Alec leva les yeux au ciel. Généralement, quand Matthieu se foutait de sa gueule, il le prenait plutôt bien. Mais là, le stress était beaucoup trop fort, et il n’avait aucune envie de rire.

— C’est pas drôle. J’ai vraiment peur d’être pris au milieu d’une grosse embrouille. Imagine si Ruben s’engueule avec le reste de sa famille et qu’on me sort un truc du genre : « Ah, on a qu’à demander son avis à une personne objective, qui est extérieure à la situation. Tiens Alec, dis-nous qui a raison entre lui et nous ? »

— Bah tu te rangeras du côté opposé à Ruben, comme ça ils seront satisfait et tu seras aimé de sa famille. Et ensuite, pour te faire pardonner, t’auras qu’à lui tailler une pipe après !

Alec soupira en secouant la tête, l’air désespéré.

— J’pense que j’vais arrêter de penser à ça… J’vais me concentrer sur le cours, ça me fera du bien.

Il releva la tête vers le tableau et se tourna vers le prof, assis à son bureau, en train de donner des conseils de méthodologie à propos de la rédaction d’une dissertation. C’était chiant, mais ça lui permettait au moins d’oublier ses problèmes pendant un moment.

Mais là, au premier rang, il remarqua une place vide.

Il se retourna alors, et balaya la classe du regard, pour voir qui était manquant. Il avait comme un pressentiment, il avait l’impression de déjà connaître la réponse à sa question, mais il voulait juste être sûr…

Puis il se retourna vers Matthieu.

— Il est pas là, Jordan ?

Il examina le visage de Matthieu, dans l’espoir d’y trouver un petit tic, un mouvement d’un muscle de sa face, mais rien du tout... Aucune réaction.

— Apparemment non, répondit-il naturellement. Il doit être malade.

Alec fut à la fois rassuré et déçu. Jordan ne serait pas là pour le faire chier de la journée, mais en même temps il avait l’impression que quelque chose clochait. Il s’était attendu à ce que Matt lui raconte une histoire, à ce que les choses avancent.

Il voulait vraiment en finir avec Jordan, il souhaitait juste le dégager de sa vie et pouvoir être tranquille, quitte à ne pas avoir de réponse à ses nombreuses questions. Ça l’arrangerait même que Jordan disparaisse aussi mystérieusement qu’il s’était intéressé à lui...

Au moins, il en serait débarrassé.

— Et avec Marion ? demanda-t-il pour changer de sujet.

Là, l’expression de Matt changea, et tout son visage s’illumina d’un coup.

— Je crois que j’ai une touche ! s’exclama-t-il, tout content.

Sa bonne humeur était contagieuse, et Alec avait déjà presque oublié ses soucis.

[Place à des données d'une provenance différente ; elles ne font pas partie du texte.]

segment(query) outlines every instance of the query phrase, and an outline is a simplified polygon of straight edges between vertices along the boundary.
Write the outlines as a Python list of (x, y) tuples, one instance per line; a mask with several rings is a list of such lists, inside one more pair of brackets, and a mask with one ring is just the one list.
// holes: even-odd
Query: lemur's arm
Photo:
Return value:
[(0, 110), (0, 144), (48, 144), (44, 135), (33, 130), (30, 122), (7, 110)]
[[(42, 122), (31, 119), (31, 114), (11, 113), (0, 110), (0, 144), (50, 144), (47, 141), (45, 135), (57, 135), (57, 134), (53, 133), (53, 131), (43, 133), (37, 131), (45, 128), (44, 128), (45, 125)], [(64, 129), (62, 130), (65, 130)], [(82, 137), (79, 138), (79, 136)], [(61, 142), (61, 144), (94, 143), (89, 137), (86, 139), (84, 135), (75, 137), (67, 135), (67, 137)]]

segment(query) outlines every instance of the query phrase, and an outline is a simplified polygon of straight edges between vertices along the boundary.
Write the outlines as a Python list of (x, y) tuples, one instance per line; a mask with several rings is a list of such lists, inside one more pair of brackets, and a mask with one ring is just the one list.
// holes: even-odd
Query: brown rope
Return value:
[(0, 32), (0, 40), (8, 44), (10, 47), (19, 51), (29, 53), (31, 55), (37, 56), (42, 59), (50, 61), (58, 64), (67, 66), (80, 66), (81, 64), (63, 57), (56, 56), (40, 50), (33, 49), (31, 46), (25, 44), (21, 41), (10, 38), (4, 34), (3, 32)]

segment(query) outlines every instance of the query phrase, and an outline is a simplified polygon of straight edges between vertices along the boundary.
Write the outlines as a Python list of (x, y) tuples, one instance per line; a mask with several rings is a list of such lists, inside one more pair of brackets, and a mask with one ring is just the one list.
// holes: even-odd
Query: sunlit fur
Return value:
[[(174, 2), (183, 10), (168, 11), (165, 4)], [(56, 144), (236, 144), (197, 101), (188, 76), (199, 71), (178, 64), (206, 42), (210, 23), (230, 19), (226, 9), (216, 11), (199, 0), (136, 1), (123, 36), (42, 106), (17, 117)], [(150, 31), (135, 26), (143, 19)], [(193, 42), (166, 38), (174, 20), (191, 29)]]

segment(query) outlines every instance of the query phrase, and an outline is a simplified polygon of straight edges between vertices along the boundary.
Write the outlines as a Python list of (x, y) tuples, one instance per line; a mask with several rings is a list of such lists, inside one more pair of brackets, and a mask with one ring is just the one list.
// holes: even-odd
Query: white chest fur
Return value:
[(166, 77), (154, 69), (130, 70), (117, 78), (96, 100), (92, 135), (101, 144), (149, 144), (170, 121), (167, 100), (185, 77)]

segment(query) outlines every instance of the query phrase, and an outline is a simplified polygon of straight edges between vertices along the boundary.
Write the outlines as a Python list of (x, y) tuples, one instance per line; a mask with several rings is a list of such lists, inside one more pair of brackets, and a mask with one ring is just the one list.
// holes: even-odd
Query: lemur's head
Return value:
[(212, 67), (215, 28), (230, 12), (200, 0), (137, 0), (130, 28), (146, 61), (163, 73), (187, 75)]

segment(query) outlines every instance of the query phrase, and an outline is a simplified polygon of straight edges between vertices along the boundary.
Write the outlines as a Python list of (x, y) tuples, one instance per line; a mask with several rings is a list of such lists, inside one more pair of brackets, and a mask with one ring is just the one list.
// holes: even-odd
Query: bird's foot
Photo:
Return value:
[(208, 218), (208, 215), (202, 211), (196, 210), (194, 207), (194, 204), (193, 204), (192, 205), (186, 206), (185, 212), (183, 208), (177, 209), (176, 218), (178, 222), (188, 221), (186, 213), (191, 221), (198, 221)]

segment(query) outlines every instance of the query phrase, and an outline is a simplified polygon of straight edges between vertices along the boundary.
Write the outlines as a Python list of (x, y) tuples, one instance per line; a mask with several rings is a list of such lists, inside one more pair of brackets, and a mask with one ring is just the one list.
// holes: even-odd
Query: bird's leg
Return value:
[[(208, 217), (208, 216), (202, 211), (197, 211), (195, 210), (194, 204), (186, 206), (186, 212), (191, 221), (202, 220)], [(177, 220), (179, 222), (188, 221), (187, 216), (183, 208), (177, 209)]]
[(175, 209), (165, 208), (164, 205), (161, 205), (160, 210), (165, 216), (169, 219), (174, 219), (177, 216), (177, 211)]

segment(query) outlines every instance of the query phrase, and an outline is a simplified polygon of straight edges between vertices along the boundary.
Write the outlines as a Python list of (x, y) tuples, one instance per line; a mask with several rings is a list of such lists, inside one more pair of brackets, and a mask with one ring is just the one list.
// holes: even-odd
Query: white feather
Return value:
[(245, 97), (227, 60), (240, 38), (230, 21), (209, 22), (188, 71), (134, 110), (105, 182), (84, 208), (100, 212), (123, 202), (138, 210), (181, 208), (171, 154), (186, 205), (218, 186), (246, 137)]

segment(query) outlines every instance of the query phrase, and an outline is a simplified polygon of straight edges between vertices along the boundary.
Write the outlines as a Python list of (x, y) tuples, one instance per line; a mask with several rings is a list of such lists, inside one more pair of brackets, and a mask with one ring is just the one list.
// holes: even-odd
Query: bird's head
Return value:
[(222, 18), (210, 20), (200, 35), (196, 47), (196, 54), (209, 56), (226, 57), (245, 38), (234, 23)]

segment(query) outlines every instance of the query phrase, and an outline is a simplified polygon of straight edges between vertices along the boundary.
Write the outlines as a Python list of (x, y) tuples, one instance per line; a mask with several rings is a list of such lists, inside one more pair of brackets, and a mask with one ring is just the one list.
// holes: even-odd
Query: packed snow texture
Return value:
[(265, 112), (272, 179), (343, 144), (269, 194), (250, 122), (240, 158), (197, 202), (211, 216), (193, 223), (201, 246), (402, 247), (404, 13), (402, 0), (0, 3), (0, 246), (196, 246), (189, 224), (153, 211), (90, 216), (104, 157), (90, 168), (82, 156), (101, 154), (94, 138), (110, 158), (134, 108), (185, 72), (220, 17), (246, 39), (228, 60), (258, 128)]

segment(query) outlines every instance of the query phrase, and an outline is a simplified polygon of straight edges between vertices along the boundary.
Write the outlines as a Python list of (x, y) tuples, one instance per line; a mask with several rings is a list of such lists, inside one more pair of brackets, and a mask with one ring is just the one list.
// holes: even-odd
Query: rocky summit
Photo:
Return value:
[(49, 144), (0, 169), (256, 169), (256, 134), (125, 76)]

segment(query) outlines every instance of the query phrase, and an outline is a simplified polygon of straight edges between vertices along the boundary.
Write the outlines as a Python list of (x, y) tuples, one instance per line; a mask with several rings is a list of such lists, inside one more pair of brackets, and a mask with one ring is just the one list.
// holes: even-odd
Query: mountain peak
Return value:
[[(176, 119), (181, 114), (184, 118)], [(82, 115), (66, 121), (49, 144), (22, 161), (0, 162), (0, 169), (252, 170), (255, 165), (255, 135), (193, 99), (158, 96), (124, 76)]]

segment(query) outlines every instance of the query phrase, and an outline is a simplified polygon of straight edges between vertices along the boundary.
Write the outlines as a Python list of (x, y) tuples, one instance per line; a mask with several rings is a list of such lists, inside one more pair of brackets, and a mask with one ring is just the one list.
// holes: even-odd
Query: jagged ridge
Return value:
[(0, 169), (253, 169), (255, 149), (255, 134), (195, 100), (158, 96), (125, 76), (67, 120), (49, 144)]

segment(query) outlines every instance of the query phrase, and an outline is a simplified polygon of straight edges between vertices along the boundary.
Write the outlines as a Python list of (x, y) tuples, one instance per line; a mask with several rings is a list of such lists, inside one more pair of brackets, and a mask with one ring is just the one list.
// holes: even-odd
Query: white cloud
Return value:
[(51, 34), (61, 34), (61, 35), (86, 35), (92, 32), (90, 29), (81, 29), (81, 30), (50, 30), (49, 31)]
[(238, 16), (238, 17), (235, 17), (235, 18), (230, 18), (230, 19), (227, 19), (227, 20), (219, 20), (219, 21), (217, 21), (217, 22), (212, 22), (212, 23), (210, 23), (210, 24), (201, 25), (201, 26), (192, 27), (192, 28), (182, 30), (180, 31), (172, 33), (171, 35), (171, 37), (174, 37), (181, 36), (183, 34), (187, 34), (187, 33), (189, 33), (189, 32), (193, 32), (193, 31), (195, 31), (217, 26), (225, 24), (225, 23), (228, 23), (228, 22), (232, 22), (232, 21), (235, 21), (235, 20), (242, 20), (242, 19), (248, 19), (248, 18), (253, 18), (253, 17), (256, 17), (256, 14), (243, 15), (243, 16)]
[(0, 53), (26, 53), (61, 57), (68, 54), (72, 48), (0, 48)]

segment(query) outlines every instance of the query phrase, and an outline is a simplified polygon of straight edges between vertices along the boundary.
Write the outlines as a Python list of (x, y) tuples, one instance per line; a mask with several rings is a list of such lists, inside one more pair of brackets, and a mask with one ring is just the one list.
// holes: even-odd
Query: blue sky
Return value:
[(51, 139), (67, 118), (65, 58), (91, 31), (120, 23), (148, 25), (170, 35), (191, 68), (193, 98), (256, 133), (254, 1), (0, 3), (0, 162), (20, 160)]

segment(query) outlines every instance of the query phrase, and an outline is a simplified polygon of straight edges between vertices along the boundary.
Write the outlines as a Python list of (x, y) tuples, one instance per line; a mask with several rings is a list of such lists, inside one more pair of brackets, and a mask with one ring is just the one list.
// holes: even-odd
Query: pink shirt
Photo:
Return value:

— Bah raconte-moi ! Il s’est passé quoi ?

— On s’est embrassé !

— Mais c’est trop bien ça ! J’suis super heureux pour toi !

Et il lui donna une bonne grosse tape amicale sur l’épaule, en faisant exprès d’y aller un poil trop fort et de lui faire mal, juste par sadisme. Mais au fond, il était quand même fier de son pote, et ses yeux brillaient un peu comme ceux d’un père qui voit son fils grandir.

— Alors ? lança-t-il. Tu me racontes ?

— On a beaucoup, beaucoup, beaucoup parlé. On s'est posés sur un banc, dans un parc, et on a discuté de tout et de rien. Et puis à force, ça devenait de plus en plus intime, et elle a commencé à me parler de ses problèmes, du fait qu’elle se sentait mal dans sa peau, qu’elle avait peur du jugement des autres, qu’elle avait l’impression d’être mal vue par les autres, et puis j’en ai profité pour qu’on cause de Jordan, et j’ai réussi à lui faire comprendre que Jordan la manipulait.

— Comment t’as fait ?

— Bah… j’ai mis pas mal de temps, elle était beaucoup sur la défensive au début et elle voulait pas entendre mes arguments. Elle disait qu’on le connaissait mal parce qu’on avait vu que sa face extérieure, mais je lui ai posée beaucoup de questions sur leurs relations, comment il la traitait, etc… Et donc c’est elle-même qui répondait, et c’est elle qui se prouvait toute seule que sa relation était toxique. C’est une technique que j’ai apprise en allant sur…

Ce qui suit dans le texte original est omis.